If we start to consider space complexity in terms of gas, we can see the limitations of each algorithm using rough estimates.

As seen below, implementing a weighted selection algorithm isn’t feasible for high numbers of Workers with the current Ethereum gas limits (8,000,000). Linear search is fast to update, but the selection is expensive. At 1,000 workers linear search costs 200,000 gas, and that estimate only includes the SLOAD opcode. Binary search and the alias method don’t even begin to approach that efficiency; at 100 workers they’re already hitting 2,000,000 in gas costs.

For this reason, most Work protocols that utilize Stake-weighted selection limit the number of Workers `numWorkers = _numWorkers;`

# Fair Worker Selection

Selecting workers using an even probability simplifies the cost dramatically. By removing the weighted probability we no longer need to search to find the matching interval, instead we can simply pseudo-randomly select a worker from an array.

The most equitable way to structure such a Work contract is to explicitly define the stake size per worker `require(msg.value == workerStake);`

This, admittedly, has the down side of requiring Workers who hold large amount of stakes to run multiple Worker accounts and would disqualify Worker candidates who do not meet the minimum required stake.

## Array Storage

Assume we store the workers in an array and have a mapping from worker to array index.

**Time Complexity**

**Insert:**We can push a new worker onto the end of the array in O(1)**Remove:**We can find the array index using the mapping, then put the last element into that slot in O(1)**Select:**We generate a pseudo-random number in the range [0, n) and use that to index the workers array in O(1)

**Space Complexity**

**Insert:**inserting one element would write once onto the end of the array O(1)**Remove:**Removing one element will clear the old value and transfer the last in O(1)

# Conclusion

We have outlined two broad categories of Worker selection: Stake-weighted and Fair. Stake-weighted worker selection selects workers with a probability proportional to the size of the Worker’s stake, while in Fair selection all Workers have an equal chance of being selected.

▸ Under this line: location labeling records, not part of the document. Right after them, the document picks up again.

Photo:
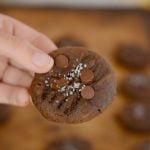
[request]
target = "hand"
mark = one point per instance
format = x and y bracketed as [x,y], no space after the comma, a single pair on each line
[23,51]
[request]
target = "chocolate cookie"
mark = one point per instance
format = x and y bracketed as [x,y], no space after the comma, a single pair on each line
[69,41]
[5,113]
[135,117]
[136,86]
[144,145]
[132,56]
[70,143]
[79,87]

We found that the gas costs of stake-weighted selection algorithms increase along with the number of Workers, whereas Fair selection gas costs remain constant.

Some stake-weighted approaches limit the number of workers, such as LivePeer which limits it’s number of workers to twenty. If the number of workers is small or capped to a few hundred workers or less, then a stake-weighted algorithm may be feasible. Gas costs for linear search would only be in the hundreds of thousands. If you select a worker far more often than you update the workers an algorithm such as the alias method may be more gas-efficient.

Fair worker selection, on the other hand, can support an unlimited number of workers (potentially). Its only drawback is that it’s not possible to favor particular workers.

In summary, the worker selection algorithm you choose will be highly dependent on your use-case. It’s important to consider the limitations of the algorithms before deciding on which one to use.